A Jesuit missionary is murdered by the native tribespeople living above a waterfall in the jungle hinterland between Paraguay Brazil.

A priest from the mission, Father Gabriel, climbs the waterfall to investigate and meets the tribespeople, who accept him as their own after some suspicion, letting him establish another mission in their lands, after which the missionaries and natives live together in perfect harmony.

Meanwhile, slavetrader and mercenary Rodrigo (De Niro) is put in jail after killing his own brother in a crime of passion, and it's from there Gabriel encourages him to embrace God and forgive himself, something Rodrigo does so absolutely he joins the church.

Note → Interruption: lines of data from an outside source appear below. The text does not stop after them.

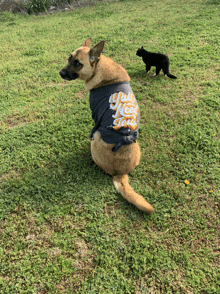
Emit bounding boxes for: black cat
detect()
[136,46,177,79]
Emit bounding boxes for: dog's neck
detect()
[85,55,130,91]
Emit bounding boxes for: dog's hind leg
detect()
[113,175,154,213]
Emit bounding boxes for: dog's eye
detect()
[73,59,81,67]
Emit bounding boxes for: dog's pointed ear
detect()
[82,37,92,48]
[89,41,105,63]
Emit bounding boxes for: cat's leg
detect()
[154,66,161,77]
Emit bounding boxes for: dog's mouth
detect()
[60,69,79,81]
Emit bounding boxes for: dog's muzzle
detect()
[60,69,79,81]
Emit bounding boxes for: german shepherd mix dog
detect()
[136,46,177,79]
[60,38,154,213]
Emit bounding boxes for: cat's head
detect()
[136,46,144,57]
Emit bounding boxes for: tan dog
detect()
[60,38,154,213]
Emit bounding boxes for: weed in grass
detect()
[0,0,220,294]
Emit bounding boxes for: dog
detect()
[60,38,154,213]
[136,46,177,79]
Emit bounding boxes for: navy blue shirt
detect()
[89,82,140,152]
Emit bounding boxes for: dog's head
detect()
[136,46,144,57]
[60,38,105,81]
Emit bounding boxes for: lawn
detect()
[0,0,220,294]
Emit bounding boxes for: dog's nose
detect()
[60,69,66,79]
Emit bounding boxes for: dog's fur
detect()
[60,38,154,213]
[136,46,177,79]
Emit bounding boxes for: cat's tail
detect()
[167,72,177,79]
[113,175,154,213]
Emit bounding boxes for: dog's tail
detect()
[113,175,154,213]
[167,72,177,79]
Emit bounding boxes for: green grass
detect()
[0,0,220,294]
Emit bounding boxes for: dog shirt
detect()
[89,82,140,152]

The scene of him dragging the net full of metal up the mountains for penance is heartbreaking and powerful.

Trouble brews in Europe, however, as the Spanish and Portugese conquistadors start to carve up the lands of South America for colonisation, and after a senior priest surveys the missions of the area, he virtually starts a war by decreeing the mission closed down and the tribespeople disbanded.

The Jesuits, led by Rodrigo and an idealistic young priest (a very young Liam Neeson), stage defensive measures – Rodrigo drawing on his violent past and rallying many of the natives behind him.

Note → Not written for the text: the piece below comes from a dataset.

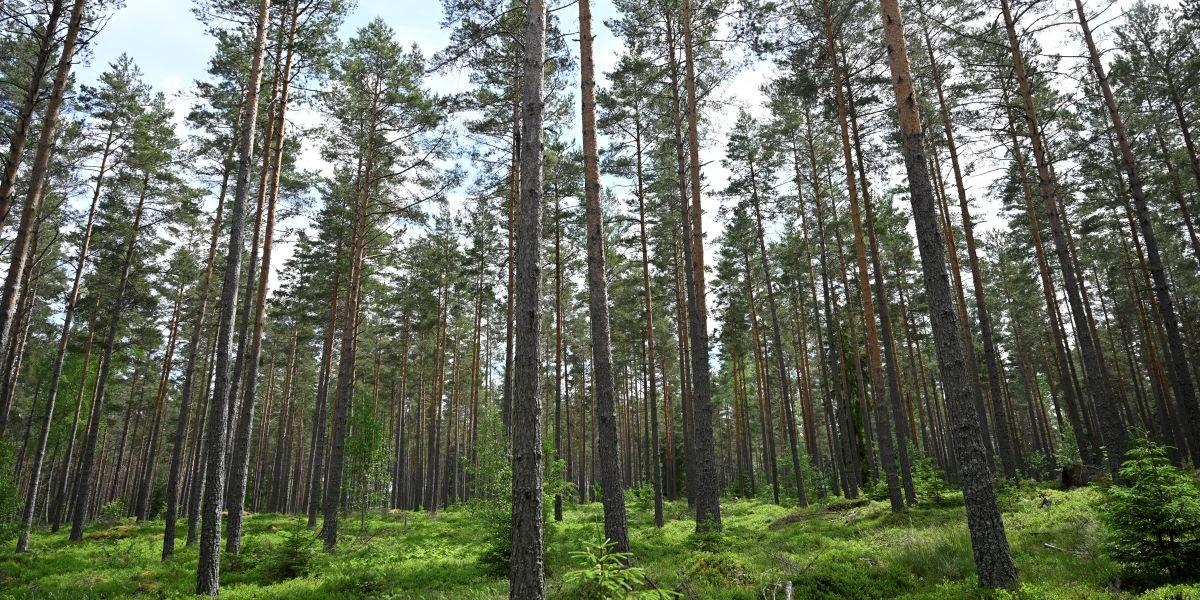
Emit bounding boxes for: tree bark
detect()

As it's based on a true story, you might know how it ends, but despite the absence of a happy ending, the film has everything going for it. The sweeping, lush and haunting photography is perfectly accompanied by Ennio Morricone's score, and it features two performers at their peak of their abilities under Joffe's eye, one with a very keen sense of the flavour movie he was making, and which he did to the letter.